This is an automated email from the ASF dual-hosted git repository.
taragolis pushed a commit to branch main
in repository https://gitbox.apache.org/repos/asf/airflow.git
The following commit(s) were added to refs/heads/main by this push:
new 5abe7acf66 Fix generation temp filename in
`DataprocSubmitPySparkJobOperator` (#39498)

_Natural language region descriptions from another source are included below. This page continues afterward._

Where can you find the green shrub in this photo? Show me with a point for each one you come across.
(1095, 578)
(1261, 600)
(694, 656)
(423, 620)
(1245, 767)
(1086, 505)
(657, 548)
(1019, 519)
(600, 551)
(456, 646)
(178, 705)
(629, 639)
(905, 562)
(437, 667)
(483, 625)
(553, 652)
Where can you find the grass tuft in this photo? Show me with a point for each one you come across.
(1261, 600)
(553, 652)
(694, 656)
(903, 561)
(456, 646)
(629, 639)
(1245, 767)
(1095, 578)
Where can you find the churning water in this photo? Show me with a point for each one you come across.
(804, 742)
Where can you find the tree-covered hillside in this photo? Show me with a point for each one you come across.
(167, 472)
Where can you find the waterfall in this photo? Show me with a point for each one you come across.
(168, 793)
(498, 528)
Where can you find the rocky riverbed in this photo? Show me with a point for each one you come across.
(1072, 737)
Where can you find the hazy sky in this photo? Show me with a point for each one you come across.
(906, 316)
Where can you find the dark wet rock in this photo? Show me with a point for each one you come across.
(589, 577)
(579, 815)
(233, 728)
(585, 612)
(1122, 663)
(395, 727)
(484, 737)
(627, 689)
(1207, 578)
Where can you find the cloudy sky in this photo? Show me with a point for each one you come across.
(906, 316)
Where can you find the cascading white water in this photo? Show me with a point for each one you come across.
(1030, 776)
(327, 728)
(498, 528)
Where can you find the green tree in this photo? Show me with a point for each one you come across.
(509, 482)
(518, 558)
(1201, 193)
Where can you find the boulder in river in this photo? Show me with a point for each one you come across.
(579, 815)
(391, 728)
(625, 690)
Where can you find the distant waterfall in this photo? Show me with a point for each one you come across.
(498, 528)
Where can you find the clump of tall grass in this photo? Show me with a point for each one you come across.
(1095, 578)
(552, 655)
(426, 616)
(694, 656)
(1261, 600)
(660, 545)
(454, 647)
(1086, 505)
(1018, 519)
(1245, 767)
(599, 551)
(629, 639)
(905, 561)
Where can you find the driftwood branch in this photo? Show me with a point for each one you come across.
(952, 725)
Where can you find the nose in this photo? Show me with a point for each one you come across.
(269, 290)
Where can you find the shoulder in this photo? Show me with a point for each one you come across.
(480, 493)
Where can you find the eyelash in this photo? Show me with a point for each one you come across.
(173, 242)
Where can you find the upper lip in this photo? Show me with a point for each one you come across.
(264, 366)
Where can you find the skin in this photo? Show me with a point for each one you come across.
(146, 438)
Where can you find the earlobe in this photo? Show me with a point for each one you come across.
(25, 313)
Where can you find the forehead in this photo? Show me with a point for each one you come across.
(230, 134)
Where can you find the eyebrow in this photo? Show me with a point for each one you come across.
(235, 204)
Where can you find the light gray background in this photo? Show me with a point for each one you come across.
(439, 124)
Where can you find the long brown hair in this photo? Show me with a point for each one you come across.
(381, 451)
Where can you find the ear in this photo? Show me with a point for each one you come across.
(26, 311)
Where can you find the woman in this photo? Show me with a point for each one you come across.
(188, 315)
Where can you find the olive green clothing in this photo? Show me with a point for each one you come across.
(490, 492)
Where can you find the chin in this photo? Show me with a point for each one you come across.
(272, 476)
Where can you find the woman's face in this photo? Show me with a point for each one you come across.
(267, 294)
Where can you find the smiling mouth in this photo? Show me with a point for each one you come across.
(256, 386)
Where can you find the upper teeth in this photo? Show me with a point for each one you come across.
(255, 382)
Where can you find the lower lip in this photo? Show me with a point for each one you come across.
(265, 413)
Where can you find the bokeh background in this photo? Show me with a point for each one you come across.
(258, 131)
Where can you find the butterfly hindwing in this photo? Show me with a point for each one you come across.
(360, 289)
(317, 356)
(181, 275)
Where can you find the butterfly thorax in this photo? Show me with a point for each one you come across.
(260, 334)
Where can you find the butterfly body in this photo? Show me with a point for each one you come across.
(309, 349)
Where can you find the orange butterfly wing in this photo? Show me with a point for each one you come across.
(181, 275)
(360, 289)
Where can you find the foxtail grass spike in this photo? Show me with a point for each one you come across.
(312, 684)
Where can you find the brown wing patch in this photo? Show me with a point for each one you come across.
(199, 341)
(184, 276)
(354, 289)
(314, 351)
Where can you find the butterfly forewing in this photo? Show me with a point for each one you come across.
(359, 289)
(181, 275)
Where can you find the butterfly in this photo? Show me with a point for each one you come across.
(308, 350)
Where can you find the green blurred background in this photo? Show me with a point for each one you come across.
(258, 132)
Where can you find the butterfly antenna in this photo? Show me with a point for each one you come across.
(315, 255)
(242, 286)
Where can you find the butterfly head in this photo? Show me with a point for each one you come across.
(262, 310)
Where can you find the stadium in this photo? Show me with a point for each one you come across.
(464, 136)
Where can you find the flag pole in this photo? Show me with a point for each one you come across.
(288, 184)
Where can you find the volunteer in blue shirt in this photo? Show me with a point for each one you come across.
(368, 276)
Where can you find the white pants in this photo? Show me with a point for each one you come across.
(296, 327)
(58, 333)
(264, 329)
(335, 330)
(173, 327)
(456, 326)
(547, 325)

5abe7acf66 is described below
commit 5abe7acf666f8021cbdcd358079c2b8b86c37651
Author: Andrey Anshin <[email protected]>
AuthorDate: Thu May 9 03:45:45 2024 +0400
Fix generation temp filename in `DataprocSubmitPySparkJobOperator` (#39498)
---
airflow/providers/google/cloud/operators/dataproc.py | 2 +-
.../google/cloud/operators/test_dataproc.py | 20 ++++++++++++++++++++
2 files changed, 21 insertions(+), 1 deletion(-)
diff --git a/airflow/providers/google/cloud/operators/dataproc.py
b/airflow/providers/google/cloud/operators/dataproc.py
index 34e9395f23..2b93e7ae55 100644
--- a/airflow/providers/google/cloud/operators/dataproc.py
+++ b/airflow/providers/google/cloud/operators/dataproc.py
@@ -2023,7 +2023,7 @@ class
DataprocSubmitPySparkJobOperator(DataprocJobBaseOperator):
@staticmethod
def _generate_temp_filename(filename):
- return
f"{time:%Y%m%d%H%M%S}_{uuid.uuid4()!s:.8}_{ntpath.basename(filename)}"
+ return
f"{time.strftime('%Y%m%d%H%M%S')}_{uuid.uuid4()!s:.8}_{ntpath.basename(filename)}"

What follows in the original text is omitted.